Today marks the 100th anniversary of the first meeting called to decide on the future of policing in the new Free State.
The existing police force, the Royal Irish Constabulary, was set to be disbanded on 20 February 1922, and was already withdrawn to barracks.
The British Army was leaving the country, so there was now a total absence of authority in the country.
In that vacuum, Ireland was beset by a crime wave of bank robberies, train hijackings, arson and murder.
The chairman of the provisional Government, Michael Collins, had decided to set up an organising committee, with a brief to decide on and begin the formation of a new police force in just three weeks.

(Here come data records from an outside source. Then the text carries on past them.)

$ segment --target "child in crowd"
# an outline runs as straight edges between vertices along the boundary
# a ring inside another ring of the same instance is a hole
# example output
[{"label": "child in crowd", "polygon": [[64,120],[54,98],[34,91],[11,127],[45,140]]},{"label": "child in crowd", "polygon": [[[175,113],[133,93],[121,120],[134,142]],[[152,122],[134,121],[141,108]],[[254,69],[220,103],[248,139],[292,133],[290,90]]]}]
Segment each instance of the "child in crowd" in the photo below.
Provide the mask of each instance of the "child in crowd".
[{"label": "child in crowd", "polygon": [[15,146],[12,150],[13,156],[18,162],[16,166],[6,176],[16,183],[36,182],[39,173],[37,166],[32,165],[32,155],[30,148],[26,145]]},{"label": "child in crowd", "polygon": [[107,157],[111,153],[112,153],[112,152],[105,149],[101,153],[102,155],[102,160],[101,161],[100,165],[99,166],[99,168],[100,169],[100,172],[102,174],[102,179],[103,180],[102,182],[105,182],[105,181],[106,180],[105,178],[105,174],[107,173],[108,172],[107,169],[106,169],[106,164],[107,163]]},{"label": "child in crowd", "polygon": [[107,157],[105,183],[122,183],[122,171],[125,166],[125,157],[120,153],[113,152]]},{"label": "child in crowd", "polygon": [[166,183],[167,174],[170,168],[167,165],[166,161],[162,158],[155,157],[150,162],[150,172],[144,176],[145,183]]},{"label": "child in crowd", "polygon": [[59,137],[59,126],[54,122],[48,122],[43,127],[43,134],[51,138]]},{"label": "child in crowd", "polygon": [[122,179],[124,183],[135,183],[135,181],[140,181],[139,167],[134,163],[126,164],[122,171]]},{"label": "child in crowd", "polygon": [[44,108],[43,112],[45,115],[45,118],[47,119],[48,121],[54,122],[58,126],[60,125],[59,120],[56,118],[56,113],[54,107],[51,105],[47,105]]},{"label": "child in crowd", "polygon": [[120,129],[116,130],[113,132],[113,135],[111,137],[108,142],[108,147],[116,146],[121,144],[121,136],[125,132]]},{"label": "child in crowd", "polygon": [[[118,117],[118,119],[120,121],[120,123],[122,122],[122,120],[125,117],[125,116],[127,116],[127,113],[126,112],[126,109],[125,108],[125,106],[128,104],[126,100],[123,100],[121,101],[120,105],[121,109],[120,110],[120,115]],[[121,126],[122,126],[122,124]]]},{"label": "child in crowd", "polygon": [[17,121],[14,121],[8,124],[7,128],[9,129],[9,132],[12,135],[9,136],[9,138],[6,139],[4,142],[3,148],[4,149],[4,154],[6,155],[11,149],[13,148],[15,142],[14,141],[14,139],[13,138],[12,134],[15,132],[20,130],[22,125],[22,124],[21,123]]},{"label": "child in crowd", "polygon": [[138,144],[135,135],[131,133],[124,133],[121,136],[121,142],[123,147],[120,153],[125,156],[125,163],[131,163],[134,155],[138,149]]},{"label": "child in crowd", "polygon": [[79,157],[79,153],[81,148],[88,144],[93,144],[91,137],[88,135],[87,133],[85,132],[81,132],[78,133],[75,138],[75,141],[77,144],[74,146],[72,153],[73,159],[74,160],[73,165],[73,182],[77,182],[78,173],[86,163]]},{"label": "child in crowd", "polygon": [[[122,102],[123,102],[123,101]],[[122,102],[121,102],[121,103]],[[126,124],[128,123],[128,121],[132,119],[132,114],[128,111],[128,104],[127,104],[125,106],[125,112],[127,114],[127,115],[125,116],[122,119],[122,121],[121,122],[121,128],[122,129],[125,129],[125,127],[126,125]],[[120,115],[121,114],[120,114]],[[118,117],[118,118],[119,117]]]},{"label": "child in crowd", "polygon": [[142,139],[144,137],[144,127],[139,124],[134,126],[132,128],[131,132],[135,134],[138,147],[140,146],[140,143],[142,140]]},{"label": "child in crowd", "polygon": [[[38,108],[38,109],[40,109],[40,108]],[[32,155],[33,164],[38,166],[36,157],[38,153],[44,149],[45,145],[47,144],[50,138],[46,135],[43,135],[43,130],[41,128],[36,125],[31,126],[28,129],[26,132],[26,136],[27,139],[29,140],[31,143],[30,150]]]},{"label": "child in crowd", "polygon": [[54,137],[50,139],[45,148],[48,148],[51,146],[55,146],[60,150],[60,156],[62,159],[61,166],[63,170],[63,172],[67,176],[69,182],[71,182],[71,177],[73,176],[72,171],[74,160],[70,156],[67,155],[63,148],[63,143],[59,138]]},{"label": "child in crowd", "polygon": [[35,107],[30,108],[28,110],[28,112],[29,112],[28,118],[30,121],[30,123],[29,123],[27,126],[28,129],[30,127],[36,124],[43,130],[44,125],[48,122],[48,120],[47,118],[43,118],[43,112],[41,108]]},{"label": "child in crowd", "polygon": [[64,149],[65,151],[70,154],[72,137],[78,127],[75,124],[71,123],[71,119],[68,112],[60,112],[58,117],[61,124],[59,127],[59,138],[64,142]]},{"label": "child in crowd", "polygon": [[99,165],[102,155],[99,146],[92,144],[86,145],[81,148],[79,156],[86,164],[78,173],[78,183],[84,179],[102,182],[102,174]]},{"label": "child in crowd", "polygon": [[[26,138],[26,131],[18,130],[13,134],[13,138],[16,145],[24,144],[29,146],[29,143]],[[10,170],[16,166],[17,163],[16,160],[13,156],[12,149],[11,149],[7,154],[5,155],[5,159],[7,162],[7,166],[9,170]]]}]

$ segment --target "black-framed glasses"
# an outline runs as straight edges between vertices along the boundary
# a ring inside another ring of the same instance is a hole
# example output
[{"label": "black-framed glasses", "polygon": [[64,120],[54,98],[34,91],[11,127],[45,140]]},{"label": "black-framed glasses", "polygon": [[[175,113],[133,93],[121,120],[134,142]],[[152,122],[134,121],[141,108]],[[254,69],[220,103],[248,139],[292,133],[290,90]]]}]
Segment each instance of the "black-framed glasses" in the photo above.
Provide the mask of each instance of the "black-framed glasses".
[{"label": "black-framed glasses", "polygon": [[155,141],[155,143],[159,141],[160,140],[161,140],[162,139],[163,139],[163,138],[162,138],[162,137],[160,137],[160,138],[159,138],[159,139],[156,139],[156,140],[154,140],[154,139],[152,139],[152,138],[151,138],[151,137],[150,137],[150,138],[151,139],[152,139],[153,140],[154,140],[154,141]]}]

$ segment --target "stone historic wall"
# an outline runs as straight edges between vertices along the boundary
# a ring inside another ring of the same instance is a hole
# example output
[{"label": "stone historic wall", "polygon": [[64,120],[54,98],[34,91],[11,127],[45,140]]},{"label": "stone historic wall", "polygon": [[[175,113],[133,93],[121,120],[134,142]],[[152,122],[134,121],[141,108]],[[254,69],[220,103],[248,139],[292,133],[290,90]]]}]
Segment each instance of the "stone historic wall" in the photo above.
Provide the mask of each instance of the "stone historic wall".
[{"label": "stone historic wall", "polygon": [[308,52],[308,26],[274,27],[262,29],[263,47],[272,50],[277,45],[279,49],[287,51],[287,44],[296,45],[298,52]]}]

From that committee came the decision to set up an entirely new force, to be called the Civic Guard, later An Garda Síochána.
The meeting on 9 February 1922 took place at the Gresham Hotel in Dublin.
Present were Collins, the home affairs minister Eamon Duggan (in whose portfolio would be the new police force), and the minister for defence, General Richard Mulcahy.
Those advising them at the meeting were former officers of the RIC and the Dublin Metropolitan Police who had secretly helped the IRA in the War of Independence.
Three weeks later, the committee sent its recommendation to the Government.
It recommended the formation of a new force of over 4,000 men, half the size of the RIC, but organised along similar lines to that force, reporting directly to the minister for home affairs, working out of 800 stations across the country.
Among the recommendations was that the force be armed. The Government accepted all the recommendations of the committee.
The first recruits presented themselves at the temporary depot in the RDS in Dublin, on 21 February 1922.
Former RIC officer Patrick McAvinia was officially the first recruit to the Civic Guard.